I am in a band, and on Halloween evening we played at one of my favorite restaurants in central Arkansas, Toad Suck Buck’s restaurant. Members of the band had an informal understanding that we might … just might … come dressed for the occasion, in costumes. I forgot all about it and came as I ordinarily would, in a cardigan sweater, slacks, and a dress shirt. As I set up, I asked a fellow band member, Allen Dixon, if he could guess who I was. He teasingly responded, Mister Rogers. We laughed.
What was funny to us? I think part of it is that no one dresses up on Halloween to look, well, nice and kind and forgiving. Halloween is for being edgy.
But part of it may also be that the whole idea of being nice and kind, without apology and pretense, is not exactly fashionable in today’s world. We feel like we are supposed to be hip or powerful or extravagant or rough-edged or at least unique and different. We want people to notice us. This is symptomatic of a celebrity culture in which everyone wants to be famous, at least for five minutes.
But isn’t there something good and beautiful about not needing to be hip or powerful or flashy or even unique? Isn’t there something life-enhancing about dressing in ways that make other people feel comfortable, not provoked, in our presence?
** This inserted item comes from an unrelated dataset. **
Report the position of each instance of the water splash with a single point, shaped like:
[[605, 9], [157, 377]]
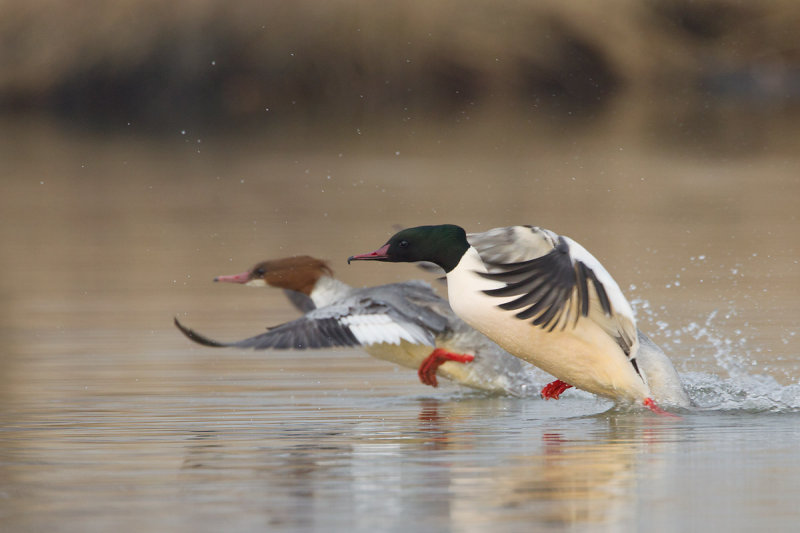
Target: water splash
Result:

I’m spending a lot of time at a local mosque these days, helping teach courses on the world’s religions. The aim of this mosque is to be a community center for the general public. They’ve invited me to lead a course called Exploring the World’s Religions in which anyone from the public can learn about, and consider what they might learn from, the many ways of the world.
It’s no accident then, that as I think about how Mister Rogers dressed, I also think about my friends at the mosque. I think about Islam with its teaching that women and men should dress modestly in public, and its idea that the very Soul of the universe, God, advises us to dress modestly so that we live from the all-compassionate center of life, not from the ego. I think of my more conservative Jewish and Christian friends who dress modestly for similar reasons. The aim of modest dressing, as I understand it, is not for purity of heart alone. It for being a welcoming presence to others: a presence who is not always about "me" or "I."
But let me be honest. I love flashy dressing, too. I enjoy being in the presence of people wearing colorful clothing that grabs the eye. I think there is a place in life for ebullience, for zeal, for zest for life. I think there’s a place in life for revealing skin, too, which means that I wouldn’t be a very good Muslim.
But I also know that dressing-for-attention can simultaneously reveal a pathology of the heart, a need to be noticed, that ultimately cuts against what life is all about: living from the Center in a spirit of love. So I find myself these days drawn to the emphasis on modesty found in Islam.
I realize that how we dress is our way of making a statement to the world: a statement of who we are or at least who we want to become. If we want to become kinder and more forgiving, more welcoming and inwardly free, would it not be good if, each in our own way, we dress modestly for love’s sake?
Wouldn’t modest dressing itself be a statement we make to ourselves and to the world, saying something like: "We are all precious and we do not need to be extravagant to be lovable." I can’t help but think that this would be very freeing, very liberating, very life-enhancing. Just what God loves.